Our boat was equipped with a sonar depth-measuring system, so we all huddled around the live-screen feed hooked up to a TV and watched for any sudden or large objects to appear beneath us. Our Capitan explained how all of the equipment worked (sound bouncing through the water and off the loch’s floor back the receiver– all that sort of jazz). My eyes were glued to the screen, ready for any drastic change.
To answer your question– no, our Captain was not a firm believer in the monster. Although he wasn’t opposed to the idea, and had indeed seen a few large, foreign objects appear on the screen throughout his lengthy career. But he preferred to believe in the more scientific explanations, such as large gas bubbles escaping from crevasses deep within the loch. He did however admit that there was something creepy and mysterious about Loch Ness– perhaps it was the aura of darkness it seemed to exude, pairing ominously with the usually overcast sky and constant light rain.
After about 30 minutes the tour was beginning to come to a close, and we slowly made our way back to the small harbor to dock up. I hadn’t seen anything startling on the sonar screen, and decided to make my way to the stern of the boat to look out once more on the vast, choppy waters of Loch Ness.

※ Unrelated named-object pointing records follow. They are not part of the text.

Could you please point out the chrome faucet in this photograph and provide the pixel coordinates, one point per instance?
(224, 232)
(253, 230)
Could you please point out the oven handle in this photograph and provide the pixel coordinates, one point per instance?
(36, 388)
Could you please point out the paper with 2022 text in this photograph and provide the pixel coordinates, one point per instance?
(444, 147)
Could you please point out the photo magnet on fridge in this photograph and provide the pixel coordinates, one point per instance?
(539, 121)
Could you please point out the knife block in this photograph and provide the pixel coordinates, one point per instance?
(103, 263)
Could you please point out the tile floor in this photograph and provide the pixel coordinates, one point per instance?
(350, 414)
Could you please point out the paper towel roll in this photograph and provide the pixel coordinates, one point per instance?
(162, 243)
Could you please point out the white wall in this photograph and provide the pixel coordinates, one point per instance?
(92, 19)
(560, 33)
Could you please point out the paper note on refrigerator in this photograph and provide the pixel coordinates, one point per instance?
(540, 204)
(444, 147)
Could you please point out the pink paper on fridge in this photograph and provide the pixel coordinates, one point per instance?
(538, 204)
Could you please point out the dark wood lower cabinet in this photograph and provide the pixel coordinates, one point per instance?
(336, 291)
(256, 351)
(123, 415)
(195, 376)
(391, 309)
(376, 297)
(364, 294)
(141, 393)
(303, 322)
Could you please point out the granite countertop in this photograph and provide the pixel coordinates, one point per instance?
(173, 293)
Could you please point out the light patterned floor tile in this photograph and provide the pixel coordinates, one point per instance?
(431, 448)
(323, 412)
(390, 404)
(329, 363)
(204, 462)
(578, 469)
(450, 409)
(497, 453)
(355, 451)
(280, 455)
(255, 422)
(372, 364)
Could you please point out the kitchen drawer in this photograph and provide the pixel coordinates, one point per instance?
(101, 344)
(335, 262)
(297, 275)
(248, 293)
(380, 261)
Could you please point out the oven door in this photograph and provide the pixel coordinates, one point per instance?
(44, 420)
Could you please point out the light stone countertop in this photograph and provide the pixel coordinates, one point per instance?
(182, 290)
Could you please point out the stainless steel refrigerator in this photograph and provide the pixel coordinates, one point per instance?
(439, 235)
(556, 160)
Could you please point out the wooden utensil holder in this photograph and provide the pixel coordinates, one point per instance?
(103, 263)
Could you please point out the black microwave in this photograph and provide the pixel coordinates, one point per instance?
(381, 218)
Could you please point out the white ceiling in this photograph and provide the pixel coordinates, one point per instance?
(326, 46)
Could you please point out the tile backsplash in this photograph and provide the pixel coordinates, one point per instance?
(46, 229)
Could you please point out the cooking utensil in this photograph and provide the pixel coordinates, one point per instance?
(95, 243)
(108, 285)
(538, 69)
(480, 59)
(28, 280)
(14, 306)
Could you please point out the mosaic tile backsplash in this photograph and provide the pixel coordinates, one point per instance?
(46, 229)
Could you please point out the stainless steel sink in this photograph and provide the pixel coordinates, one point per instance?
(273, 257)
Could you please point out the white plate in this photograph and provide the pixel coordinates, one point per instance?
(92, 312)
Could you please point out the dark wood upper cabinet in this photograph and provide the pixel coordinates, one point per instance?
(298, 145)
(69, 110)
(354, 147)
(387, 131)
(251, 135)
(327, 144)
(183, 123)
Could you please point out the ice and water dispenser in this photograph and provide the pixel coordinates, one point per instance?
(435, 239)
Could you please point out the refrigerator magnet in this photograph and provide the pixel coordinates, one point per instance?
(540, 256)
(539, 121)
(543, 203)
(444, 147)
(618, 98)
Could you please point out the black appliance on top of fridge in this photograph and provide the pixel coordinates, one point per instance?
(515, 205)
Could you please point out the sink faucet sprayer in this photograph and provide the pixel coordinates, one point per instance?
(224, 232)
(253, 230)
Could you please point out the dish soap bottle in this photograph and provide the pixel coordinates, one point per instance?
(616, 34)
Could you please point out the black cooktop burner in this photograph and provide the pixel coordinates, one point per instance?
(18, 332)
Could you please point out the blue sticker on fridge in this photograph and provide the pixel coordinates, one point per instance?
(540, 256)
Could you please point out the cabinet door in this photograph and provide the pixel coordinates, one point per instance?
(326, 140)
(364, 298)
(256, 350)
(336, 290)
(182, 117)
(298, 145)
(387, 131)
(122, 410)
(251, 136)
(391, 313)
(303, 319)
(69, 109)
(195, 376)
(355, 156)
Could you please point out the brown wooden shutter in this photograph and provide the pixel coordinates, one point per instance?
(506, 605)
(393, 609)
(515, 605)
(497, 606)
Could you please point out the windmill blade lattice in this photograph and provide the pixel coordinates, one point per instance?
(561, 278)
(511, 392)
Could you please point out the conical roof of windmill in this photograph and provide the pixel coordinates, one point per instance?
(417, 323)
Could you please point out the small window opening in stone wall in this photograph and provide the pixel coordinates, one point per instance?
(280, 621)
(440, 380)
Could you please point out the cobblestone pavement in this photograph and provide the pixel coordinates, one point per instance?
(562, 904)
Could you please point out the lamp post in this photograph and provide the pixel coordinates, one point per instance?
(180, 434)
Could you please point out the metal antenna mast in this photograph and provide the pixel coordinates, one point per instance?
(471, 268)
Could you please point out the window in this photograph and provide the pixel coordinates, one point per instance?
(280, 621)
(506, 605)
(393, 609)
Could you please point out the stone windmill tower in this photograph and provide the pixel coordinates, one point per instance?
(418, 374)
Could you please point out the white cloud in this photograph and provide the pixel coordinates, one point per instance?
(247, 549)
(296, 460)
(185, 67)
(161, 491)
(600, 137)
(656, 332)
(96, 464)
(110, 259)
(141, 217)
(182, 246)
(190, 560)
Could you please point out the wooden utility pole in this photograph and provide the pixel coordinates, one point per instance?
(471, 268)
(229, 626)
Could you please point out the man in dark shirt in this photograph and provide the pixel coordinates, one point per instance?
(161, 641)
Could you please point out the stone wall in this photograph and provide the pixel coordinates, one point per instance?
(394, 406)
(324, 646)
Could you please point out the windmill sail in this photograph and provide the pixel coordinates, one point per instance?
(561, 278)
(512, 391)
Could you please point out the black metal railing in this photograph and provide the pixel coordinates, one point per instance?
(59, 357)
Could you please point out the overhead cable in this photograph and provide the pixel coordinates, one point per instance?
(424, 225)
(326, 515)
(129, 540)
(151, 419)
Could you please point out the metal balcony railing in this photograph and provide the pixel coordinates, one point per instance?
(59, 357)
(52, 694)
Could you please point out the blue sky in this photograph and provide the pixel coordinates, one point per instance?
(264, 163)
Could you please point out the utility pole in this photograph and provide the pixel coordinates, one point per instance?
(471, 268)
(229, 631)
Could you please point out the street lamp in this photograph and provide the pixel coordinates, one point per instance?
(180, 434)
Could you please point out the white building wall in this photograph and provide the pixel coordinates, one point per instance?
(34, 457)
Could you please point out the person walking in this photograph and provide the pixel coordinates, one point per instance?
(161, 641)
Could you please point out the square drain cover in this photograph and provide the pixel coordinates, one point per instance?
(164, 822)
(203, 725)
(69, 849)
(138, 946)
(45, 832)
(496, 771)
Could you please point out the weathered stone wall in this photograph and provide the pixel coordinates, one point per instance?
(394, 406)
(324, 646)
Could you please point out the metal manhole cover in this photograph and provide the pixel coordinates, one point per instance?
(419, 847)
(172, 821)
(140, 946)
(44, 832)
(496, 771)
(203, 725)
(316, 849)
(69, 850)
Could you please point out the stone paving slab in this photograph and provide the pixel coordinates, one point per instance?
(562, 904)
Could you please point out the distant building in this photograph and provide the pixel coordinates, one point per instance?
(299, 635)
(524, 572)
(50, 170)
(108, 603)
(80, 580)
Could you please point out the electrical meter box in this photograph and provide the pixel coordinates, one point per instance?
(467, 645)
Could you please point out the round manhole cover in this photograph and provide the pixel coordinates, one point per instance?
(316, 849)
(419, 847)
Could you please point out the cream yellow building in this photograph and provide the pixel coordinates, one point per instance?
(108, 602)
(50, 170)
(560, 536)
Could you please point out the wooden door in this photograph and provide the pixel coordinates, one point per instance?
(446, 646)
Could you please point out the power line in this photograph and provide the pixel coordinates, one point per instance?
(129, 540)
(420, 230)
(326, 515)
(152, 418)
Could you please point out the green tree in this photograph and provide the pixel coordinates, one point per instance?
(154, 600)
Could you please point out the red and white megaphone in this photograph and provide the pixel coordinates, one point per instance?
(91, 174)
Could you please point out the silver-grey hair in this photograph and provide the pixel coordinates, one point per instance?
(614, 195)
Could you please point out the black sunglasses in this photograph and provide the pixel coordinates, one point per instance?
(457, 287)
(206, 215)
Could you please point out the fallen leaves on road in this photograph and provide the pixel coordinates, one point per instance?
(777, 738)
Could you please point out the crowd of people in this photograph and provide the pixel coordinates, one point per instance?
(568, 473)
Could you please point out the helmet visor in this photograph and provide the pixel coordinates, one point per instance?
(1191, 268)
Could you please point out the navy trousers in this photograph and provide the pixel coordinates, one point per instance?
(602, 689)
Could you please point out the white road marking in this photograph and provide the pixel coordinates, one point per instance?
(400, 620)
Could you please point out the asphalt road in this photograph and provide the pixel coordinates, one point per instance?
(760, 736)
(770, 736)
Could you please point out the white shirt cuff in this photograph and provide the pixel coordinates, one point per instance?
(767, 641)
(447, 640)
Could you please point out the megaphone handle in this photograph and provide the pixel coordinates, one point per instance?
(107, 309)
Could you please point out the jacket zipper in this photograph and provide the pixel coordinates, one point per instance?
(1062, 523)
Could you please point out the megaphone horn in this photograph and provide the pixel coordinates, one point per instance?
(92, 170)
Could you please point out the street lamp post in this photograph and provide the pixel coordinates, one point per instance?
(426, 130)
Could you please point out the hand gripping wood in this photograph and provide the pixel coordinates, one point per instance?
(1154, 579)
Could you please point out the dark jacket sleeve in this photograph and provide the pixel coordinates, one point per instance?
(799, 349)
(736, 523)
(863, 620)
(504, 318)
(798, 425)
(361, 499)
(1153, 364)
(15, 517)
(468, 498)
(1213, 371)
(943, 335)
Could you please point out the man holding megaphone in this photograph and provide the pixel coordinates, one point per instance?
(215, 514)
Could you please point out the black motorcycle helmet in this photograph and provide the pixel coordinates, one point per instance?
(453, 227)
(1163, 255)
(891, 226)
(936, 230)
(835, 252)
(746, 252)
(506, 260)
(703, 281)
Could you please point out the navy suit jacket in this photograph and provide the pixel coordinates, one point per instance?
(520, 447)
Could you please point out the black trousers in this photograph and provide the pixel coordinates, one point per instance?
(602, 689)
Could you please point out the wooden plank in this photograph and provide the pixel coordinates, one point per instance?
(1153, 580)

I gazed out onto the loch, arms outstretched before me (literally picture Rose from Titanic, that was me). I called to Nessie with all of my heart, begging her give me some sort of definitive sign of her presence. I didn’t see anything in the water– but I kid you not, the soft tune of a bagpipe melody filled the wind around me, entering my ears and filling me with pure hope of her existence. Well, at least until I recognized the tune as the much-overplayed Outlander theme song, then I just felt obligated to reduce Nessie to something the believer in me never accepted– a tourist trap.
On the real, I highly recommend taking a tour of the Scottish Highlands. Even if you aren’t a Nessie fan, the picturesque landscapes and fascinating natural history is enough to keep any cynic entertained. However, if you’re like me and therefore willing to defend Nessie’s existence until your dying breath, it truly is an amazing opportunity to immerse yourself in the myth– and revel momentarily in the possibility of seeing her yourself.
Also, at this point you may be like “But what went wrong?!” Or “Where’s the major road bump in the trip?!”
Well, basically it’s the fact that I didn’t see Nessie, and the completely-unrealted death of the greatest dream of my childhood. Is that catastrophic enough for ya!